Ringfort, Clonkeen, Co. Kildare
Co. Kildare |
Ringforts
Some archaeological sites announce themselves with earthworks, standing stones, or at least a helpful sign. This one in Clonkeen, County Kildare, offers none of those things. Walk the gentle south-westerly slope where mixed tillage and pasture now dominate, and you would find no obvious surface trace of anything at all. The monument exists, in any meaningful sense, only in a single aerial photograph taken in 1967.
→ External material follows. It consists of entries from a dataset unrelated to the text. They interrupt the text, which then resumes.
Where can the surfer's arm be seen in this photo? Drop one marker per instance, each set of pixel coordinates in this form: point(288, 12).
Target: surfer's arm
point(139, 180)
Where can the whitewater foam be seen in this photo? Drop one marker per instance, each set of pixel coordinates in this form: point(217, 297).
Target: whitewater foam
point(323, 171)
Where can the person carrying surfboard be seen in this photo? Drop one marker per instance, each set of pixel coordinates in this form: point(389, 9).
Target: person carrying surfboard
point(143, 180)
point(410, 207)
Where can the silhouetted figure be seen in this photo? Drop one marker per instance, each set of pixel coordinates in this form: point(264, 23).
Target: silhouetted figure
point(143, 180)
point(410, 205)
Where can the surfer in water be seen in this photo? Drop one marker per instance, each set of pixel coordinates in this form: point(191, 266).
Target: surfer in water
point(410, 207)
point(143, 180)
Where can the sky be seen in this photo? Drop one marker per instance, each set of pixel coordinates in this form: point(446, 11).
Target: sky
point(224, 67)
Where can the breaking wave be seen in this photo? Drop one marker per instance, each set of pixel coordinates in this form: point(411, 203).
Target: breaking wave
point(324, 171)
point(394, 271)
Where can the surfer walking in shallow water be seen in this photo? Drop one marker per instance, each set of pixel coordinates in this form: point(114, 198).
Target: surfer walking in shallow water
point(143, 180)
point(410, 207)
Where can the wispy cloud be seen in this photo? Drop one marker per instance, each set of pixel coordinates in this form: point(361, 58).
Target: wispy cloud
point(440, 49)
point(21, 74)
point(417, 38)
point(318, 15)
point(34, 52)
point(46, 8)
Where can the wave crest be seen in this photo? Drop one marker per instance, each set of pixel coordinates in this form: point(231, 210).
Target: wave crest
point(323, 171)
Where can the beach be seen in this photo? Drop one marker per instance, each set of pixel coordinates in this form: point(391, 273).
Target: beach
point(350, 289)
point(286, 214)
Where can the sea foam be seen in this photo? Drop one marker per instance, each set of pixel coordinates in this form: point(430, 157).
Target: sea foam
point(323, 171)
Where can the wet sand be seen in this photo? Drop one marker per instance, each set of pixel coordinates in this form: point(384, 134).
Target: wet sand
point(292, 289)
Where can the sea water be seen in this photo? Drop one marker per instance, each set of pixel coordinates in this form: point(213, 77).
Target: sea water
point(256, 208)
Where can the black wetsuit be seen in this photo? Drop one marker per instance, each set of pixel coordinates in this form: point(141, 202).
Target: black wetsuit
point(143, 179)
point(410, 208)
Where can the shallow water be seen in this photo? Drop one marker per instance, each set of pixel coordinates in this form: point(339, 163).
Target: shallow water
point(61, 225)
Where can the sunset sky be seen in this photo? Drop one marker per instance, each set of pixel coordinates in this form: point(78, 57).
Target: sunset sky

That photograph, catalogued as CUCAP ATC 51, captured what cropmarks can sometimes reveal that the naked eye at ground level cannot: a circular area roughly forty metres in diameter, defined by the ghostly outline of a fosse, the filled-in ditch that would once have enclosed the interior of an early medieval settlement. A ringfort, to use the conventional term, was typically a farmstead of the early medieval period, its circular bank and outer ditch serving as a boundary marker and a modest defence for a farming family and their livestock. The siting here, on a sheltered slope with good aspect, follows the pattern of countless such enclosures across Ireland. The fosse visible in 1967 as a cropmark, where differential soil moisture causes crops to grow at slightly different rates above buried features, suggests the earthwork has been ploughed down and absorbed into the agricultural landscape over centuries, leaving that faint circular signature in the soil as its only remaining evidence.